The San Marcos Planning & Zoning Commission on Tuesday deadlocked 4-4 on whether to approve a planned development district for San Antonio developer Darren Casey’s proposed upscale apartment and retail project on Sessom Drive. P&Z commissioners weighed in before voting.
“This has been obviously a very contentious project from the very beginning. It’s kind of sad, some of the personal attacks that have gone on. That’s not good for this town. The reason I (made the motion to approve) is, I don’t want to see this postponed. The developers have all the rights to pull this and get more time, work with people, do this, do that. But I don’t think it’s going to change anything. So there needs to be an up or down vote, because tomorrow night they get to do all this again.”
“I’m a little concerned about this last report from the San Marcos River Foundation’s engineer. Based on that report alone, makes me believe that this project could be detrimental to the river. I know that in the public hearing phase the developer’s representatives said that they do not agree with that report and that they will be refuting it in their own way, I guess. However, I’m expected to vote tonight without having that information. I’m uncomfortable with that.”
“The whole thing about protecting the river from the runoff and the environmental impact, it’s all much more complex than I can understand it — especially because it seems like it’s changed every time I hear about what the plan is to keep sediments and other pollutants from the creek, which runs right into the river. … It seems very complicated to me and I’ll admit that I don’t quite understand all the details of it, but I don’t really think that anyone does at this point. And so I just don’t trust it; I don’t trust that it’s going to work.”

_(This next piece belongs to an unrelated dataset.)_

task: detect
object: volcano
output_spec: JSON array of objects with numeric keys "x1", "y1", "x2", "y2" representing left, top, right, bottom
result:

“I’ve got mixed feelings because I love this project… Up until three weeks ago, this was single family. And now, three weeks later, the city council is going to vote and potentially change this. And to me, that just seems too quick. I know this is a whole ‘nother issue, but I’d like the city council to address — people get a letter and a week later we vote on it, it goes to council, and something that’s been a house for 50 years is now a business… This is the best project I’ve ever voted against.”
“I hope you all recognize that this vote has not been easy for any of us. I hope you recognize that it doesn’t really matter what direction we take tonight — it goes to city council tomorrow night and requires a supermajority. … The demand really appears to be for multi-family. The issues are where to put it, where it’s going to go. I think these are just things that this commission and citizens, that we’re all going to have to work together on as we go forward. I don’t think this is going to get any easier. It’s going to take a concerted effort by all of us to make his work for everybody.”
“As our illustrious chair reminded, we need to vote with our conscience. And my conscience here (warns me about) the environmental impact. I did my masters thesis on the San Marcos River. I’ve done extensive work up in that watershed. And I don’t think there’s anyway that this could survive construction and after construction without having significant negative impacts to the headwaters of the San Marcos River. That’s my main issue.”
“If it was my property, I would like to see it turned into a big park. But that’s not going to happen. It just boils down to the lesser of two evils. My main concerns are traffic flow, flow of pedestrians, environmental impact (on) the river, potential geological issues. All of those are definitely issues of concern…but I would much rather see this project go down for San Marcos than something else.”